Juniper & Ivy’s Frank Magnasco Makes Manhattans

The Manhattan is one of those classic cocktails that begs for a riff. The basic recipe is pretty straightforward: two parts whiskey, one part sweet vermouth, and two or three dashes of bitters. It’s best served up in a coupe glass after a good stir with ice.

"Bourbon choice—that dictates everything else," says Frank Magnasco, a bartender at Little Italy’s Juniper & Ivy, whose take on a classic Manhattan, The Tribeca, earned him one of six finalist slots in the Manhattan Experience national cocktail competition, happening Monday in New York.

It’ll be a homecoming of sorts for Magnasco, who spent three years at New York’s famed Tavern on the Green—and before that at Tribeca’s White Street—before moving to San Diego last fall.

The competition is sponsored by Woodford Reserve, so Magnasco had the option of using Woodford rye, regular Woodford, or Woodford’s double-oaked bourbon. He liked the smoothness of the double-oaked, and after trying four different sweet vermouths, went with Carpano Antica because it paired best with the bourbon’s vanilla flavors.

For bitters, Magnasco went with Bittermens' orange cream bitters for subtlety, and Woodford’s spiced cherry bitters to bring some fruitiness to the cocktail. He named it Tribeca (a Manhattan neighborhood) "to honor that point in my career and create an elegant, elevated Manhattan."

 

Juniper & Ivy’s Frank Magnasco Makes Manhattans

For his garnish, Magnasco cuts an orange peel "pocket square" that he expresses over the cocktail, rubs lightly over the stem and outside of the glass, and then clips it to the rim, "for the olfactory experience," he says. "I didn't want to just dunk the orange peel in the glass." Its triangle shape pays homage to Tribeca.

The competition called for two cocktails—a Manhattan and a riff on a Manhattan.

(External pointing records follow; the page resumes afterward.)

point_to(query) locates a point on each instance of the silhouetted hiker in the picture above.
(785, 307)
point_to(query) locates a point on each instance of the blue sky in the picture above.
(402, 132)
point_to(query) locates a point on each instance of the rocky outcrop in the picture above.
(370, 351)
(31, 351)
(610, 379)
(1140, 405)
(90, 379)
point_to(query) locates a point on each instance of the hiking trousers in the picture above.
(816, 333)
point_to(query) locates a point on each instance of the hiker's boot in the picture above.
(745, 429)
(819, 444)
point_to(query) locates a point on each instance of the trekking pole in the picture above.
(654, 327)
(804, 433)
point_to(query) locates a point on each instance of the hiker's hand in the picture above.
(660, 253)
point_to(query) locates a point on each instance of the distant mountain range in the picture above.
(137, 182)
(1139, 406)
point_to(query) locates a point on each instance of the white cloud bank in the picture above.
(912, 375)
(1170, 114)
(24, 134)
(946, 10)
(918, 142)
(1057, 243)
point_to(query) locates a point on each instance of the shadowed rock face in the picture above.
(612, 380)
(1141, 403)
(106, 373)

For the latter, Magnasco wanted to create something that was relatively easy to make and didn’t require esoteric ingredients. He figured the caramelized, vegetal quality of an easy-to-make roasted fennel syrup would go well with Woodford Reserve. The sweetness of Cointreau paired with Dolin's dry vermouth turned the cocktail into a Perfect Manhattan variation. 

"The taste, when I put this into a glass, was really surprising," Magnasco says.

 

Fennely, It Has Happened to Me

2 oz Woodford Reserve
.25 oz Dolin dry vermouth
.25 roasted fennel syrup*
.5 ounce Cointreau
Dash of Angostura bitters

Stir with ice and strain into a glass. At Junpier & Ivy, it’s served with a bit of saffron salt on the rim and garnished with a bit of fennel root that’s been dipped in simple syrup and dehydrated.

*Easy fennel simple syrup: Roast fennel on 350 degrees for 45 minutes. Make a basic simple syrup, but include the piece of roasted fennel.